The liver contains diploid and polyploid hepatocytes (tetraploid, octaploid, etc.), with polyploids comprising ≥90% of the hepatocyte population in adult mice. Polyploid hepatocytes form multipolar spindles in mitosis, which lead to chromosome gains/losses and random aneuploidy. The effect of aneuploidy on liver function is unclear, and the degree of liver aneuploidy is debated, with reports showing aneuploidy affects 5% to 60% of hepatocytes. To study relationships among liver polyploidy, aneuploidy, and adaptation, mice lacking E2f7 and E2f8 in the liver (LKO), which have a polyploidization defect, were used. Polyploids were reduced fourfold in LKO livers, and LKO hepatocytes remained predominantly diploid after extensive proliferation. Moreover, nearly all LKO hepatocytes were euploid compared with control hepatocytes, suggesting polyploid hepatocytes are required for production of aneuploid progeny. To determine whether reduced polyploidy impairs adaptation, LKO mice were bred onto a tyrosinemia background, a disease model whereby the liver can develop disease-resistant, regenerative nodules. Although tyrosinemic LKO mice were more susceptible to morbidities and death associated with tyrosinemia-induced liver failure, they developed regenerating nodules similar to control mice. Analyses revealed that nodules in the tyrosinemic livers were generated by aneuploidy and inactivating mutations. In summary, we identified new roles for polyploid hepatocytes and demonstrated that they are required for the formation of aneuploid progeny and can facilitate adaptation to chronic liver disease.

The Polyploid State Restricts Hepatocyte Proliferation and Liver Regeneration in Mice.

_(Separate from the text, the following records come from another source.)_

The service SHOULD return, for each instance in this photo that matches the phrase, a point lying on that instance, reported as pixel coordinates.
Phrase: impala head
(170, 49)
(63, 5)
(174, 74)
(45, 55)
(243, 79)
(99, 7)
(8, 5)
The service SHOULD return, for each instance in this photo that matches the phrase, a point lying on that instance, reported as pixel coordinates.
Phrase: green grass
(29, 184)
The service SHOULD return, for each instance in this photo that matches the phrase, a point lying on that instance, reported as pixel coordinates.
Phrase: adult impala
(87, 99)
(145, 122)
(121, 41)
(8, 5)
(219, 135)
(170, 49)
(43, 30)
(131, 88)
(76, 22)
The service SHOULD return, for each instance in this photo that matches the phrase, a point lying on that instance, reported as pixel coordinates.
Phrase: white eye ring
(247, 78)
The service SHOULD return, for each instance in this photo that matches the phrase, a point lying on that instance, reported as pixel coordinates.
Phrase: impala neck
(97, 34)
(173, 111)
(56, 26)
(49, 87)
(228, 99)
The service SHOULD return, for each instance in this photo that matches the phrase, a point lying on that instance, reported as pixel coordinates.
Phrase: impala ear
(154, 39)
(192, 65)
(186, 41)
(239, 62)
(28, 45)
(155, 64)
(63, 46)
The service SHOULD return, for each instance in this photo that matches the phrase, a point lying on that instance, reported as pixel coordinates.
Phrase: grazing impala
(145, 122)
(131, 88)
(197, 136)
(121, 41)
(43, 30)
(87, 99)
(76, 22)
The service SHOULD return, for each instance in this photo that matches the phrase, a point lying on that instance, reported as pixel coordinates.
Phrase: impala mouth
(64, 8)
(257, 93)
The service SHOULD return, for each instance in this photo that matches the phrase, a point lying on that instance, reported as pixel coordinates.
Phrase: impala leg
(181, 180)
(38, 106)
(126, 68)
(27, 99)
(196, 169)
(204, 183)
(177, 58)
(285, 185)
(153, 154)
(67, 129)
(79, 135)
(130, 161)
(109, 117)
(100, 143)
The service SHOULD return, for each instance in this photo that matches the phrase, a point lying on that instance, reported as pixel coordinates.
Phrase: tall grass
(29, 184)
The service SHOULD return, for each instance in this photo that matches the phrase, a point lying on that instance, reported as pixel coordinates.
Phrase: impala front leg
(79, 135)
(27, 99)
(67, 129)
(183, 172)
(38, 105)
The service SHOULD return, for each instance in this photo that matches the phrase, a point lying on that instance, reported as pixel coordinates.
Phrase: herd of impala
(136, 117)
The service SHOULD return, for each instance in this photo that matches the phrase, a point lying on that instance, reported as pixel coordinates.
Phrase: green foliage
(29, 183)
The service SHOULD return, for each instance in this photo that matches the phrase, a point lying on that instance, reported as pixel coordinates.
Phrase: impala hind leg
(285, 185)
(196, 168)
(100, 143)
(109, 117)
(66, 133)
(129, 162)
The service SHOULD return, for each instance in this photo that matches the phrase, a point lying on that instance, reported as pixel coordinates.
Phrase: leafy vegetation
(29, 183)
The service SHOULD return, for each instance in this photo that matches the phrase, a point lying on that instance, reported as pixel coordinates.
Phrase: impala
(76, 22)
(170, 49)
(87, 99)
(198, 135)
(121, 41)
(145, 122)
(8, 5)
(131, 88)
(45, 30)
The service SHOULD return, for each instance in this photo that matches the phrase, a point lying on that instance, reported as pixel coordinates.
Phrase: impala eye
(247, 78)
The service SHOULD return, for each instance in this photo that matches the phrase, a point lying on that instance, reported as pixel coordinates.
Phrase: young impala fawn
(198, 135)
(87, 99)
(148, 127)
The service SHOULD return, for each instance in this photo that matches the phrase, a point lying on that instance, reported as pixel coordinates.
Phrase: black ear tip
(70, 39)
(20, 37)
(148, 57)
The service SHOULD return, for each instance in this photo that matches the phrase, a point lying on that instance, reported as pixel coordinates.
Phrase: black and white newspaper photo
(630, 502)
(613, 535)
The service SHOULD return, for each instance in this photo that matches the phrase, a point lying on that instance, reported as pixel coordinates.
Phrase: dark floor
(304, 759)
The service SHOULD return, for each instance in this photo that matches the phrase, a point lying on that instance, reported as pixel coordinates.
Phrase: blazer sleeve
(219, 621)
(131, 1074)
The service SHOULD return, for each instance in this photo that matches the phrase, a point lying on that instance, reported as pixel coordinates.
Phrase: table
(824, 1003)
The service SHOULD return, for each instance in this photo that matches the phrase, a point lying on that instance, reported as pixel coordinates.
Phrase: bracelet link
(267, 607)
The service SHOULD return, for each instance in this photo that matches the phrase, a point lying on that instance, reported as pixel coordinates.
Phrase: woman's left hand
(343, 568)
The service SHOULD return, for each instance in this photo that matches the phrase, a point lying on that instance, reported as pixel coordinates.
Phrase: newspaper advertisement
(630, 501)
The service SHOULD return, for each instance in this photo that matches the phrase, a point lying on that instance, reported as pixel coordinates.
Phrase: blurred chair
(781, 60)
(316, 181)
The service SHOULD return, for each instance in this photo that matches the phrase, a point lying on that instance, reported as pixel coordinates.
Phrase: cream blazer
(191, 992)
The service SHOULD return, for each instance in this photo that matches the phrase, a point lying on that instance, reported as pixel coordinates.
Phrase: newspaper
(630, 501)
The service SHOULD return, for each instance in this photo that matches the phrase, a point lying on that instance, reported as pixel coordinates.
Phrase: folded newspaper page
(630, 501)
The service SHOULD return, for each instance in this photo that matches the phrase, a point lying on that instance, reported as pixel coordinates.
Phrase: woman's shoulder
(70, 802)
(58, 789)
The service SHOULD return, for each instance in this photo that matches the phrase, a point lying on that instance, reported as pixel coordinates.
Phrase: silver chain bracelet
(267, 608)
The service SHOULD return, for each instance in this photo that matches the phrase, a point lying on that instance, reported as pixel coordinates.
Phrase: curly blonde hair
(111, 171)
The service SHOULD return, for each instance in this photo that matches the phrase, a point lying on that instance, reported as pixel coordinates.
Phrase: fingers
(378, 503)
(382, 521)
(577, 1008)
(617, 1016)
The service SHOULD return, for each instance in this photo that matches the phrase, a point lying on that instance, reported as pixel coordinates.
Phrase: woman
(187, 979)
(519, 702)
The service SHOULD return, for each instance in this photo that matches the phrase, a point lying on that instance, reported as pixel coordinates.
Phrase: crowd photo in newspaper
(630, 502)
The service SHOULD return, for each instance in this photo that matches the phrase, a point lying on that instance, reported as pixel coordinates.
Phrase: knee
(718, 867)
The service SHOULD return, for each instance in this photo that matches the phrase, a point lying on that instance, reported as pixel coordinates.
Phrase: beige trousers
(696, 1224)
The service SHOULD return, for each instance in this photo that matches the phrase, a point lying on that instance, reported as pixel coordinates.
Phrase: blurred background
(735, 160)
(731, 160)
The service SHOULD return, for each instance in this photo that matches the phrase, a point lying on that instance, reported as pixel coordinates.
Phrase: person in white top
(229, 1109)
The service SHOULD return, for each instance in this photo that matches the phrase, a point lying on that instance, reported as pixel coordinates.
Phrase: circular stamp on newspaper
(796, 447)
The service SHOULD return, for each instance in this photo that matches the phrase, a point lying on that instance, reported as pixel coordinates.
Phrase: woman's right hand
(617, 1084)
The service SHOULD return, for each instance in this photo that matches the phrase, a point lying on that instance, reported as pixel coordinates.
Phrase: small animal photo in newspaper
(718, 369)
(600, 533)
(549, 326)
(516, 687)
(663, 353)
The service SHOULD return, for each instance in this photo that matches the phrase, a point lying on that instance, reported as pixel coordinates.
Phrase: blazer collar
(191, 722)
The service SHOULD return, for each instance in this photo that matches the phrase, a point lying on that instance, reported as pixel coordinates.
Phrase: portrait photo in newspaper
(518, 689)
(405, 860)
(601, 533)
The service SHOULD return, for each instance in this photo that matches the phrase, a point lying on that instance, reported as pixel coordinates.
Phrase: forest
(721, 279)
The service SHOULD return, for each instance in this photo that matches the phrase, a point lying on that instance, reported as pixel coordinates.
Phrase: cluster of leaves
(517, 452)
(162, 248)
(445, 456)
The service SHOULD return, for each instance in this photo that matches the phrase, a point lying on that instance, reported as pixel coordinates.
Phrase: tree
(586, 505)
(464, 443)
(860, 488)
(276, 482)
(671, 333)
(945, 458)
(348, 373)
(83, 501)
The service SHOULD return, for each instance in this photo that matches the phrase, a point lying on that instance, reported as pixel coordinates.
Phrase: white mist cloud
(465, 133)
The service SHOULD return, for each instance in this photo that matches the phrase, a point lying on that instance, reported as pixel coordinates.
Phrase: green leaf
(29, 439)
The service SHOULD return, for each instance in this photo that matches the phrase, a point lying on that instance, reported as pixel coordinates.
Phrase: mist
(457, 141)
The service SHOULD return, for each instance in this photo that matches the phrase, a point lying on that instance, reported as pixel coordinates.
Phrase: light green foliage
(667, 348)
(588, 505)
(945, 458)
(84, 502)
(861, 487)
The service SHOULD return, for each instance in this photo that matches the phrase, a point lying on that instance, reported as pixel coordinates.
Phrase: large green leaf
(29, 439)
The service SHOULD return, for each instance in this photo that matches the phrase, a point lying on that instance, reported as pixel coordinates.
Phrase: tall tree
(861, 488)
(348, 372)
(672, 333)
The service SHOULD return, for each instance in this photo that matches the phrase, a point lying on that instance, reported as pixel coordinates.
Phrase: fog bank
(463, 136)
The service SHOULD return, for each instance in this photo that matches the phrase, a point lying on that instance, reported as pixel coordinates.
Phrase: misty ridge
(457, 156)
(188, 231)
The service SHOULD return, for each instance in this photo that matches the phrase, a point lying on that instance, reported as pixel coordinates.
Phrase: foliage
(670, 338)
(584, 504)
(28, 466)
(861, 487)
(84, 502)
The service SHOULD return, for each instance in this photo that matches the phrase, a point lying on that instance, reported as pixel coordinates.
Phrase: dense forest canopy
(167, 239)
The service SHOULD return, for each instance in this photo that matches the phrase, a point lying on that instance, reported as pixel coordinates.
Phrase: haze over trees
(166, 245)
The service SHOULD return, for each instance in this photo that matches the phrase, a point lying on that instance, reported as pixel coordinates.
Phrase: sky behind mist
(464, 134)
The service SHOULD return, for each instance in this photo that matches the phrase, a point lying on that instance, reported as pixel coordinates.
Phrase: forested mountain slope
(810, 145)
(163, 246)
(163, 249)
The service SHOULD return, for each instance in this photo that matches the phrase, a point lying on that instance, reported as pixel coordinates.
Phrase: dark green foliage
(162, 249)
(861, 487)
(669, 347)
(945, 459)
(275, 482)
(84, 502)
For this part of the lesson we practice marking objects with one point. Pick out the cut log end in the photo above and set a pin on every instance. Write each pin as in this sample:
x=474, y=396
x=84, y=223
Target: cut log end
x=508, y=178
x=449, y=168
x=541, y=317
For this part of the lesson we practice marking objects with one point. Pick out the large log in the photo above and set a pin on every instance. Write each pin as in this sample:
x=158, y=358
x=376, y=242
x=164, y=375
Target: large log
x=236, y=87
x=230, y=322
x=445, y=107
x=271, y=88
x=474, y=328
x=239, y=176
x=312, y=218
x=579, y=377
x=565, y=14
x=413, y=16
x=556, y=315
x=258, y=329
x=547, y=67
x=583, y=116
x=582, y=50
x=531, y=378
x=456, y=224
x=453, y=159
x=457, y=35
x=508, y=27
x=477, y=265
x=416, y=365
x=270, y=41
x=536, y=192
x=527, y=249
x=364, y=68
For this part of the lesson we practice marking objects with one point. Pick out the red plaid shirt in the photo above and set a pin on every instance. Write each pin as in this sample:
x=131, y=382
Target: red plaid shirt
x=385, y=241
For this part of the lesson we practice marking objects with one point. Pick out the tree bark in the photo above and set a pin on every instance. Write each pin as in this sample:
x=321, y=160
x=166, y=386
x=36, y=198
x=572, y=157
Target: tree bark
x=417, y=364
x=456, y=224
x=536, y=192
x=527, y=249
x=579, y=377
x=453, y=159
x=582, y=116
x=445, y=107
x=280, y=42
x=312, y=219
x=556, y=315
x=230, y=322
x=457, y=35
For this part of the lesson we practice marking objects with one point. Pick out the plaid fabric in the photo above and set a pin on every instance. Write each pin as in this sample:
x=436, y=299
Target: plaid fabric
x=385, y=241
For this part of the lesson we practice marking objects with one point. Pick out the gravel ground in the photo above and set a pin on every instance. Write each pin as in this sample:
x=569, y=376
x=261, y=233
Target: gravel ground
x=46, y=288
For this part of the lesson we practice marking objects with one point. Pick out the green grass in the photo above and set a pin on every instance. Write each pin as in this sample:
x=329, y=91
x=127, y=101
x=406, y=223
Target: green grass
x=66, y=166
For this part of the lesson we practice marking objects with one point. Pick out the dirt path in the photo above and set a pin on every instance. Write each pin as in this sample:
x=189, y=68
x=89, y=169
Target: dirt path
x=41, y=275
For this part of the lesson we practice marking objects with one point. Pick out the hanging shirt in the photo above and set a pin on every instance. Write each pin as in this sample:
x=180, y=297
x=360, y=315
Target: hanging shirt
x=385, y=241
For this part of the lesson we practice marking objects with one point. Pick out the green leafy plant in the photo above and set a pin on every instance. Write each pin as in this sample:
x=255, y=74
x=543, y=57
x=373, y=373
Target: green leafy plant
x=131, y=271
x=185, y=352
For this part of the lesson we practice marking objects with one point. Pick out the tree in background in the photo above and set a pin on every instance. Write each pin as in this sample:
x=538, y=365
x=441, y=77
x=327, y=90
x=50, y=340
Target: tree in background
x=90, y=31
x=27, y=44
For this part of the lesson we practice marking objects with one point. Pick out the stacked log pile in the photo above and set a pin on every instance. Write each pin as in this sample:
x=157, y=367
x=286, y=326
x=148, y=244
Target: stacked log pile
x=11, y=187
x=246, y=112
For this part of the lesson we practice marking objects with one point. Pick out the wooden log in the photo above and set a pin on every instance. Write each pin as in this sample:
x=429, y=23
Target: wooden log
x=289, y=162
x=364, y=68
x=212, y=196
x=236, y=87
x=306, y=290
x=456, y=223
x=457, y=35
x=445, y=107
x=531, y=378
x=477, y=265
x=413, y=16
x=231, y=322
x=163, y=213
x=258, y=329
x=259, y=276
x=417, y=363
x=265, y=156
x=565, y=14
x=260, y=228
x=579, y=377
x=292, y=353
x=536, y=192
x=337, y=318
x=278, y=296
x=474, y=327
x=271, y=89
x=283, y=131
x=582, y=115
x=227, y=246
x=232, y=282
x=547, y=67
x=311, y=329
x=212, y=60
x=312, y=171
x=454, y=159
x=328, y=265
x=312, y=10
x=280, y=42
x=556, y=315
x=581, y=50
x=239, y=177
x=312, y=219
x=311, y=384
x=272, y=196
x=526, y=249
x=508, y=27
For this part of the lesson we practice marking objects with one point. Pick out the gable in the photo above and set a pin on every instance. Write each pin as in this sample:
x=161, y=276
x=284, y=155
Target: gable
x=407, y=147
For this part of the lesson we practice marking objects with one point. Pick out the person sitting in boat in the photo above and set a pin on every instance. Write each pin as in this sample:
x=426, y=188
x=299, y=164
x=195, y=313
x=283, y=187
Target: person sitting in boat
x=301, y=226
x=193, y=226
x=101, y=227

The liver contains a mixture of hepatocytes with diploid or polyploid (tetraploid, octaploid, etc.) nuclear content. Polyploid hepatocytes are commonly found in adult mammals, representing ~90% of the entire hepatic pool in rodents. The cellular and molecular mechanisms that regulate polyploidization have been well characterized; however, it is unclear whether diploid and polyploid hepatocytes function similarly in multiple contexts. Answering this question has been challenging because proliferating hepatocytes can increase or decrease ploidy, and animal models with healthy diploid-only livers have not been available. Mice lacking E2f7 and E2f8 in the liver (liver-specific E2f7/E2f8 knockout; LKO) were recently reported to have a polyploidization defect, but were otherwise healthy. Herein, livers from LKO mice were rigorously characterized, demonstrating a 20-fold increase in diploid hepatocytes and maintenance of the diploid state even after extensive proliferation. Livers from LKO mice maintained normal function, but became highly tumorigenic when challenged with tumor-promoting stimuli, suggesting that tumors in LKO mice were driven, at least in part, by diploid hepatocytes capable of rapid proliferation. Indeed, hepatocytes from LKO mice proliferate faster and out-compete control hepatocytes, especially in competitive repopulation studies. In addition, diploid or polyploid hepatocytes from wild-type (WT) mice were examined to eliminate potentially confounding effects associated with E2f7/E2f8 deficiency. WT diploid cells also showed a proliferative advantage, entering and progressing through the cell cycle faster than polyploid cells, both in vitro and during liver regeneration (LR). Diploid and polyploid hepatocytes responded similarly to hepatic mitogens, indicating that proliferation kinetics are unrelated to differential response to growth stimuli. Conclusion: Diploid hepatocytes proliferate faster than polyploids, suggesting that the polyploid state functions as a growth suppressor to restrict proliferation by the majority of hepatocytes.